Often, such leaders express narrow views, including on the national language, mainly to cover up their own inadequacy in the matter, or to distract the people from real matters affecting the people.
“The sentiments used to justify their arguments are often flawed and not taking into account recent developments in those countries itself. One example is how they often use Japan as a modern country without the need to “master English”.
However, the fact is many major Japanese companies and the government of Japan have made huge strides to promote the use of English in their daily business, he said.
Car-maker giants Honda followed Nissan’s move to adopt English in 2013 and since 2020, Honda executives cannot be promoted unless they pass an English competency test.

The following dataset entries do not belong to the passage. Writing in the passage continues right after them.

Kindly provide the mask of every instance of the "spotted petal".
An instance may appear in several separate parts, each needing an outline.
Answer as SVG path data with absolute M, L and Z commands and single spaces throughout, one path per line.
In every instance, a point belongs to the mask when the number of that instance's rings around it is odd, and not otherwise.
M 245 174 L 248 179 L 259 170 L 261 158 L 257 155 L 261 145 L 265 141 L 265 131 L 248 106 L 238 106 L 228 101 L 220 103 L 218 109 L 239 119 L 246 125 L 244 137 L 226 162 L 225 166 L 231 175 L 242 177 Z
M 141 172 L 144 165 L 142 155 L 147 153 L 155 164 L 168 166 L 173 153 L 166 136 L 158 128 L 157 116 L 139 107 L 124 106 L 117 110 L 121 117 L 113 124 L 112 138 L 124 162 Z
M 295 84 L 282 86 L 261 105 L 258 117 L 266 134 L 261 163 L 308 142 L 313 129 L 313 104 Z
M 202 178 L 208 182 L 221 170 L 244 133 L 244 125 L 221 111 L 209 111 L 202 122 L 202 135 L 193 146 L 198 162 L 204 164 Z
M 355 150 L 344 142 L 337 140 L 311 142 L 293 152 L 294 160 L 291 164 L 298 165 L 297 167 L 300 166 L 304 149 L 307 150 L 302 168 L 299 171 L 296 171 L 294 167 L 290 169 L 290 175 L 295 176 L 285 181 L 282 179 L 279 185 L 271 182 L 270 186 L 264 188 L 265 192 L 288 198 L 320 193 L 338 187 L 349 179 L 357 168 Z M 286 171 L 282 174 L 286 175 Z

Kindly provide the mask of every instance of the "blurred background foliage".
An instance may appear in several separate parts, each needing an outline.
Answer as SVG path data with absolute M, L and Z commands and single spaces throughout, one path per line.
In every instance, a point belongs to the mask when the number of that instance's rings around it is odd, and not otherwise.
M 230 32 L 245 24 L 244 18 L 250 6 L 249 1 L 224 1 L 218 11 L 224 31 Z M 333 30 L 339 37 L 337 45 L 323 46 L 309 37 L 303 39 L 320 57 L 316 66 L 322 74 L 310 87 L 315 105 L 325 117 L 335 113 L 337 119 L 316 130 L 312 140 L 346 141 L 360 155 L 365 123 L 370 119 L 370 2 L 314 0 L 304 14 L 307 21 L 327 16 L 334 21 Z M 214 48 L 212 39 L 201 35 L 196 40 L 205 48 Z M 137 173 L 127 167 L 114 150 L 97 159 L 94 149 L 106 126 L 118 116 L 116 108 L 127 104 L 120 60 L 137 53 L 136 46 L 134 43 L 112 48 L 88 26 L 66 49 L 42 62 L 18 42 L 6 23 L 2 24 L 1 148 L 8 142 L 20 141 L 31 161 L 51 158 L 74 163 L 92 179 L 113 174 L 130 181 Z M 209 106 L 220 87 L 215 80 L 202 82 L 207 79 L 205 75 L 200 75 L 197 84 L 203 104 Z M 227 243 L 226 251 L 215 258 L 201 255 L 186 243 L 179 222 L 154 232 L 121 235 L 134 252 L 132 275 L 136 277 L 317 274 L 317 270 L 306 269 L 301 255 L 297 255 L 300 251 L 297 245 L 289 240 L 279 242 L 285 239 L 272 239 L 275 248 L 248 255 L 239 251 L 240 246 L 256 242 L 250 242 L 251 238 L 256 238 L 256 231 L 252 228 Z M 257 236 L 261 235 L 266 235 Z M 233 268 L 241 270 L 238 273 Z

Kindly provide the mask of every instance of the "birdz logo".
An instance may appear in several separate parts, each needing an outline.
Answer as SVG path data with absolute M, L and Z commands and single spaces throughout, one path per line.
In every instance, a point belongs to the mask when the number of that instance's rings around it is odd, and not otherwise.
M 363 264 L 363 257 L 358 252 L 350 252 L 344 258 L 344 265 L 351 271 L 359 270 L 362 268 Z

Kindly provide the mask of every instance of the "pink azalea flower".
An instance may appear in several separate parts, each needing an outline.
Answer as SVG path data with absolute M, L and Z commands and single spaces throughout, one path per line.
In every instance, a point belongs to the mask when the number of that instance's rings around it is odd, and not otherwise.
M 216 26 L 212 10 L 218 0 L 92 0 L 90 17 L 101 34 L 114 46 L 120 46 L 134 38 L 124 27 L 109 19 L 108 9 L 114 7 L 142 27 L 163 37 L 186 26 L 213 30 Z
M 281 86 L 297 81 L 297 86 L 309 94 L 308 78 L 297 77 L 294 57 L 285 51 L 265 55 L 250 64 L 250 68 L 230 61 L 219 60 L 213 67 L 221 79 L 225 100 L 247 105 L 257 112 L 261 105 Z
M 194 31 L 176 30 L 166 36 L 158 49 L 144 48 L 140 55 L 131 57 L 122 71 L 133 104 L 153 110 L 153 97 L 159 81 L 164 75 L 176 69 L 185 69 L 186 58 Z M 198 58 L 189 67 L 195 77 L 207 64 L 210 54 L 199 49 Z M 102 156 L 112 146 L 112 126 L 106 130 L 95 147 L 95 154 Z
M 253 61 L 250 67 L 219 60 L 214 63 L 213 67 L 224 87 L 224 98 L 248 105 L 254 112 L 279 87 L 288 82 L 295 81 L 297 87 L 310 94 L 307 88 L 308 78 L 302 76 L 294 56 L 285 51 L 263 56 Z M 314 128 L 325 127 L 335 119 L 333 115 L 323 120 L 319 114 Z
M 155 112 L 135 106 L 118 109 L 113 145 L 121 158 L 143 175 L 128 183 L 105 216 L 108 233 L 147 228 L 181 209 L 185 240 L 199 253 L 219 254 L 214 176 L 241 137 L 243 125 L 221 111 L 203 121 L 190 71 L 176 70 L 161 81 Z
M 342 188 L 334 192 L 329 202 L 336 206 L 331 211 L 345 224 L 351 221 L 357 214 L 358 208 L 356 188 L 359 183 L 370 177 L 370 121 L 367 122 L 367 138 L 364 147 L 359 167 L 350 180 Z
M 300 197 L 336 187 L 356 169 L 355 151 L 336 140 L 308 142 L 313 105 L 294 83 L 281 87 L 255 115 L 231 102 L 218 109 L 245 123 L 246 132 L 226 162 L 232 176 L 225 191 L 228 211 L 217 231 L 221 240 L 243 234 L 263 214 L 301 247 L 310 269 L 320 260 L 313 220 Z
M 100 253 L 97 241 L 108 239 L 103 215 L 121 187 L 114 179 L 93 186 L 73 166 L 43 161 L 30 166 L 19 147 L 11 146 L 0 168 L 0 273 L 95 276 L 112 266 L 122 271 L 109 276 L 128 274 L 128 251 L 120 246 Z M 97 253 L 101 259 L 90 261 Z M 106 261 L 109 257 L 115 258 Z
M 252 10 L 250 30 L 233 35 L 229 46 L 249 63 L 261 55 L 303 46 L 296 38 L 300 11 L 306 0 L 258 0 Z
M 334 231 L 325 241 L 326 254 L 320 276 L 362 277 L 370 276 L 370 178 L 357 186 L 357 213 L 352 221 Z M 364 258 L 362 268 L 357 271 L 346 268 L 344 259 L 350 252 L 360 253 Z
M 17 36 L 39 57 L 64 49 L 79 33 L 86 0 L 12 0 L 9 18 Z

In 2016, Mitsubishi Motors also adopted English, partly because it had become part of the expanded Renault Nissan Mitsubishi Motors Alliance.
Similarly, tyre manufacturer Bridgestone also adopted English in 2013, the same year as Honda.
Several big name Japanese companies outside the manufacturing sector have also adopted English as their main working language, including stock trading platform Rakuten, as well fashion retailer Uniqlo.
Hence, it is a huge concern that in Malaysia instead of diversifying and encouraging a greater mastery of multiple languages, the leaders “seem to be going backwards,” Dr Yii said.
“Our leaders must realise that we live in a competitive, volatile, globalized era, where cross-border partnerships are essential for survival, which also implies the need for multi-cultural awareness.
“The ability to speak multiple languages has always been Malaysia’s strength especially for us to remain competitive in the global market.”